Now. I am well aware of the environmental damage caused by deer and this post is not intended as a defence of them. While I personally do not support the killing of healthy animals or culling programs in general, that is not the purpose of this discussion. I am not here to debate deer management or argue about deer with anyone.
My primary concern is the aerial cull. There are four wildlife shelters located along the boundary fenceline of Bunyip State Park, as well as countless native animals that live throughout the bushland. The potential impact on these animals and these wildlife shelters should have been carefully considered.
What happens when helicopters repeatedly fly low over forest habitats while firing gunshots into the bush? The result is significant stress, panic and disruption. It will disturb native animals, forcing them to flee, abandon nesting sites, separate from their babies, interrupt feeding and breeding behaviours and expend valuable energy.
The consequences will ripple through the entire forest, affecting countless wild animals and placing additional strain on vulnerable creatures recovering at the four local wildlife shelters, where repeated noise and disturbance will undermine their progress and jeopardise their path back to health.

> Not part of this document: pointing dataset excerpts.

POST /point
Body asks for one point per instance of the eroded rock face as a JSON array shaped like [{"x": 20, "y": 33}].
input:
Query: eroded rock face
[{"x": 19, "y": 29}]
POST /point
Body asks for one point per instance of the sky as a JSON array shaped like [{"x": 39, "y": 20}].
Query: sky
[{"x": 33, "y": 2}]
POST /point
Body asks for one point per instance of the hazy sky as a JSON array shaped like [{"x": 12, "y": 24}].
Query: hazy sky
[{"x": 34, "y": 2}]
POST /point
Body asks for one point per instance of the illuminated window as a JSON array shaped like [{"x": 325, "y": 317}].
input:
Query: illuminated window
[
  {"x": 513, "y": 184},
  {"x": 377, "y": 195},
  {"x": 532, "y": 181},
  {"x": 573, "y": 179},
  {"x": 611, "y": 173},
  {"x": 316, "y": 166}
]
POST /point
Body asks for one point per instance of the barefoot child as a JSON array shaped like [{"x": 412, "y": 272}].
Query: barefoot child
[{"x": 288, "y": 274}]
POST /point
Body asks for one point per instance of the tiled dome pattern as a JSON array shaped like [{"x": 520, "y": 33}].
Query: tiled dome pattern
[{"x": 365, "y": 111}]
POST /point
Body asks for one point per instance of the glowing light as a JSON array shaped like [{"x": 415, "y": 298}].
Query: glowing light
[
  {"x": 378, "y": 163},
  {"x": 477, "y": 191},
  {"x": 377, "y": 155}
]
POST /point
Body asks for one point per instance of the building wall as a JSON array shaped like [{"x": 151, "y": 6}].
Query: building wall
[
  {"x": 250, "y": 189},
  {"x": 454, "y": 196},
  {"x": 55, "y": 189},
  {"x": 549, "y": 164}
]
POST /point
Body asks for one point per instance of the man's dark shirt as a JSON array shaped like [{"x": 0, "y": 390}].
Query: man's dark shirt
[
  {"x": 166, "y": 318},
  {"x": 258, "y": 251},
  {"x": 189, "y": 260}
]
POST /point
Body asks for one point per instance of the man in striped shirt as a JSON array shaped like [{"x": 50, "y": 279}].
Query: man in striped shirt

Before these aerial shooting programs commence, DEECA, who oversee and issue shelter licences, should have directly notified these wildlife shelters. They should also be fully transparent about the specific safeguards in place to protect animals housed at these shelters, as well as non-target wildlife in the bush, including rehabilitated animals now living in and around the park.
Furthermore, this is a dense forest with a thick tree canopy cover. How can anyone honestly claim they can clearly identify and acurately kill every animal from a helicopter? According to a CSIRO aerial cull study "the mean number of bullet wounds per deer ranged from 1.43 to 2.57".
Does anyone verify on the ground that these animals have actually died? What happens to the carcasses afterwards? There is already an unmanaged wild dog problem in the park. Could this program provide an additional food source for them and potentially make that problem worse?
As I write this, the Police helicopter is flying at 795 feet over my national park, it is way over the other side of the hill- 2.5kms away as the crow (or chopper) flies. They are not shooting from the aircraft.
Granted, the Police helicopter is larger and louder than those used during aerial culls but the helicopters used for aerial culls buzz the bush, typically flying as low as 150–500 feet. The Police were here for 7 mins, the cull will be 11hrs a day for 5 days straight.
Yet despite being much further away and posing no direct threat, the noise of the Police helicopter alone is enough to send my joeys into panic. They are terrified and highly distressed. Watching them react like this makes it impossible to accept claims that low-flying helicopters used in aerial culls have little or no impact on wildlife. If a helicopter nearly 2.5kms away can cause this level of fear and disruption, imagine the effect of chopper flying hundreds of feet lower while randomly shooting.